By Devaprakash Ramakrishnan On 13 July 2017
Rebooting business model for maximizing CSR gains

Since coining the word, Corporate Social Responsibility (CSR) in 1930s by Harvard Professors, Berle and Means, the term, CSR has undergone transformational change globally. After the advent of Indian Companies Act in 2013, the understanding of CSR in India has taken a big leap bringing positive vibes in the annals of community investment with business houses becoming serious in creating foundations or finding an ally in charities and more importantly companies going extra board in giving back including brave disclosures, with sea change in their mind set towards investing in long term projects.

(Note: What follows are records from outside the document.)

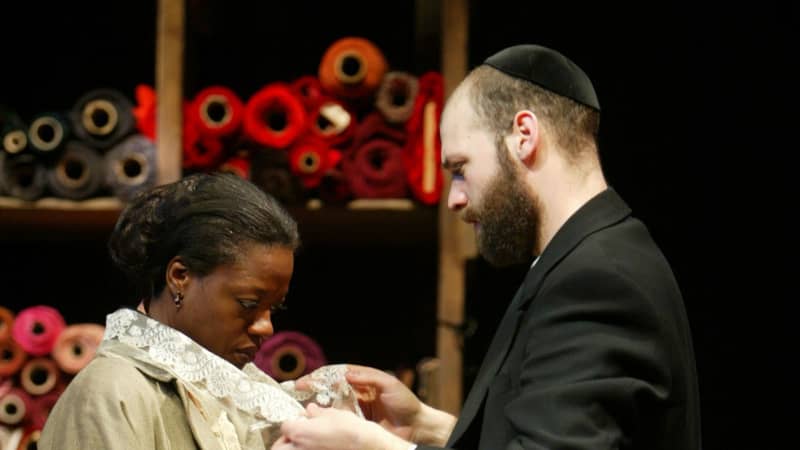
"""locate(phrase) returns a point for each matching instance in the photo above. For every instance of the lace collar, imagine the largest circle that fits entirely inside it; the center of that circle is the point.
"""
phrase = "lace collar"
(250, 390)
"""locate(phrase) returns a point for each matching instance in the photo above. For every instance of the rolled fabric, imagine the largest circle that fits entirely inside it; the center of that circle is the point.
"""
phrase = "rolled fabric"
(130, 166)
(423, 149)
(13, 132)
(287, 355)
(23, 175)
(217, 112)
(78, 174)
(36, 329)
(238, 164)
(30, 439)
(14, 406)
(270, 171)
(274, 116)
(48, 132)
(332, 122)
(6, 322)
(352, 68)
(396, 96)
(309, 90)
(311, 159)
(76, 346)
(12, 357)
(39, 376)
(376, 170)
(102, 117)
(145, 110)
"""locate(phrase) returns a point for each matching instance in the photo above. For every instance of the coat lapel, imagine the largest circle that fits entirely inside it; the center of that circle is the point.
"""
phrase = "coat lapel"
(604, 210)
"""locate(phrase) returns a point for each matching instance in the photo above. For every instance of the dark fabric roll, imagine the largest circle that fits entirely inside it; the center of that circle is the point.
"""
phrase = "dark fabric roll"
(376, 170)
(352, 68)
(13, 132)
(47, 133)
(274, 116)
(14, 406)
(102, 118)
(145, 110)
(310, 159)
(12, 357)
(39, 376)
(23, 176)
(332, 122)
(395, 97)
(270, 171)
(217, 112)
(131, 166)
(309, 90)
(78, 174)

The aid architecture is undergoing a metamorphosis with reduced role for institutional and bilateral donors bringing in new generation donors into play, with more and defined role for local and private players. This decade has seen many countries seeing phenomenal growth bringing in perceptible and positive changes in human development indicators. India is also one amongst such rapidly growing economies, though pockets of poverty and exclusion remain. There is a huge connect between companies and poor as producers, workers, labors or consumers of commodities, services and products. Private sector increasingly feel the urge to empower the community around them by either moving them up in the value chain or employing productive worker population or offer market for consumers through value for money for their products. Some of the corporates have a vision through the lens of sustainability and empowerment far better than their development counterparts and Non-Governmental Organizations. Quite a few of the private companies have articulated vision on development themes like women empowerment, climate change and well being of community and look for measurable outcomes on health, education and environment.    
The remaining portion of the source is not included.